Across town, Javed Jabbar, one of Pakistan's leading intellectuals and a former minister in three governments, shares the popular indignation over what is viewed here as the hypocrisy inherent in U.S. foreign policy.
"The Iraqi people are punished for supporting Saddam Hussein," he says. "When it suited American foreign policy, he was allowed to repress his own country. But when it threatens U.S. oil interests, he is a bad man."
Like other Pakistanis, Jabbar is worried that U.S. attacks will bring a new flood of refugees. "It is said that Brezhnev and four other men made the decision to invade Afghanistan. Now they're all dead, and hundreds of millions of people are left with this mess. Next to Afghanistan, we are the ones who paid the highest price for the war in Afghanistan. No other country has had to take in millions of refugees and live with guns and the drugs, the environmental devastation. It is said that a nation should have 20 percent of its land forested. We have three percent. The refugees are desperate for firewoodin Ziaret, we had juniper trees 700 years old. They've been cut."

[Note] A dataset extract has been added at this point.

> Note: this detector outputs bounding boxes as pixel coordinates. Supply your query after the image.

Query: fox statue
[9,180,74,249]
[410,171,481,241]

For many here, it is hard to know which is the more cynical move: Pakistan's turning its back on the Taliban government that it created and supported, or the U.S. becoming fast friends with Pakistan, a country that, until September 11, was on the verge of being declared a rogue state.
The man at the U.S. Embassy refers to Bin Laden as OBL. He becomes upset when asked about resentment on the street. "In the last two weeks we canceled two sanctions against Pakistan and gave them $100 million. Congress is looking at giving them another $500 million." He has the plaintive, outraged tone of a man who has given a lollipop to an ungrateful child.
Javed Jabbar is not impressed. "America talks about winning the hearts and minds of the people. You don't win the hearts and minds by distributing a little wheat, or by paying people. You are fooling yourselves. You win the hearts and minds by respecting others' cultures and morals and history. One hundred million does not buy hearts and minds. Pay a man and he may not say something for a bit, but he will harbor resentment."